Moving right along. Mtv, do you have no shame? "Made" isn't a show showing nice deeds done to deserving losers. It's exploitation of losers. For real, you take these poor, pimply bastards who never had an once of attention their entire pubescent years and walk around filming them. I'm nice, so I don't laugh, but believe you me, on a bad day, I could watch a "Made" marathon for hours and get a hernia from laughing so much. I know it's sad to make fun of others misfortunes, but this is bread and circus just like Jerry Springer. The worst is when the cool kids act nice and the loser thinks its because they've finally "made" it. Hell no you dumb fuck its because the cool kids are like "hey, lets get on camera."

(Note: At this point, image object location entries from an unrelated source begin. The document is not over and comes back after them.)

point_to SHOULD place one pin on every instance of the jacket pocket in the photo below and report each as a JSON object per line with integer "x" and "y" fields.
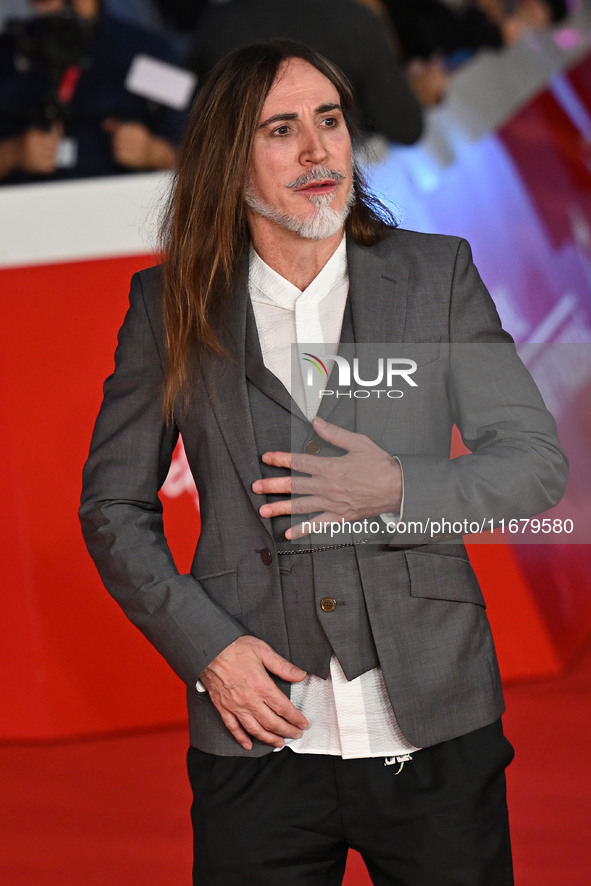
{"x": 222, "y": 587}
{"x": 443, "y": 577}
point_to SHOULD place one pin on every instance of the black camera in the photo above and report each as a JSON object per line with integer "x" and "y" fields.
{"x": 51, "y": 44}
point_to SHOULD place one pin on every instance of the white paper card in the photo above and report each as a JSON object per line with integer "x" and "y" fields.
{"x": 67, "y": 153}
{"x": 160, "y": 82}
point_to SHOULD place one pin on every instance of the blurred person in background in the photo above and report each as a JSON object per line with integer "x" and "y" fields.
{"x": 342, "y": 30}
{"x": 435, "y": 36}
{"x": 66, "y": 112}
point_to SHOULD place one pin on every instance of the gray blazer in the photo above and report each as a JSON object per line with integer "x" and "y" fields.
{"x": 423, "y": 600}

Ok, so job search is going. Neither shitty nor successful. It's been a while for me (about three weeks) but other people tell me it could take months. Serge says something will break. Hopefully he's right.
Haven't smoked weed in about a month, I'm tempted and a pal of mine that works for a hugh corporation passes the piss tests all the time, and he assures me I'll be ok if I follow his techniques. I'll think about that.
Saw a girl from the neighborhood that also had some classes with me in college. We got to talking, and somehow started chatting about computers (does that make us geeks?) and she passed on a shitload of software to me. Macromedia flash 5, Dreamweaver, some Adobe stuff, etc.... Props to her, Good looking out.
I put up a comic type story at rexojunkies, so far the response has been good, check it out peeps tell me if I should keep going.
Lastly, I've been working on a list to post of all the albums I own. This is the stuff you do I guess when you have time on your hands and you use a college degree for toiletpaper. So hopefully I'll have it up in about a week.
I've been listening to an album called "Novena on a Nocturne" by The Good Life. It's about five years old, but somehow I missed it. I can say, it's one of the best albums I've listened to in a long while. Maybe it's just indicative of how I'm feeling at this point in my life. Anyways I'm waiting for the day, and I know its coming soon, when all the music from the 90's makes it's way to classic rock stations. Wow that would be a mind fuck that makes me feel old.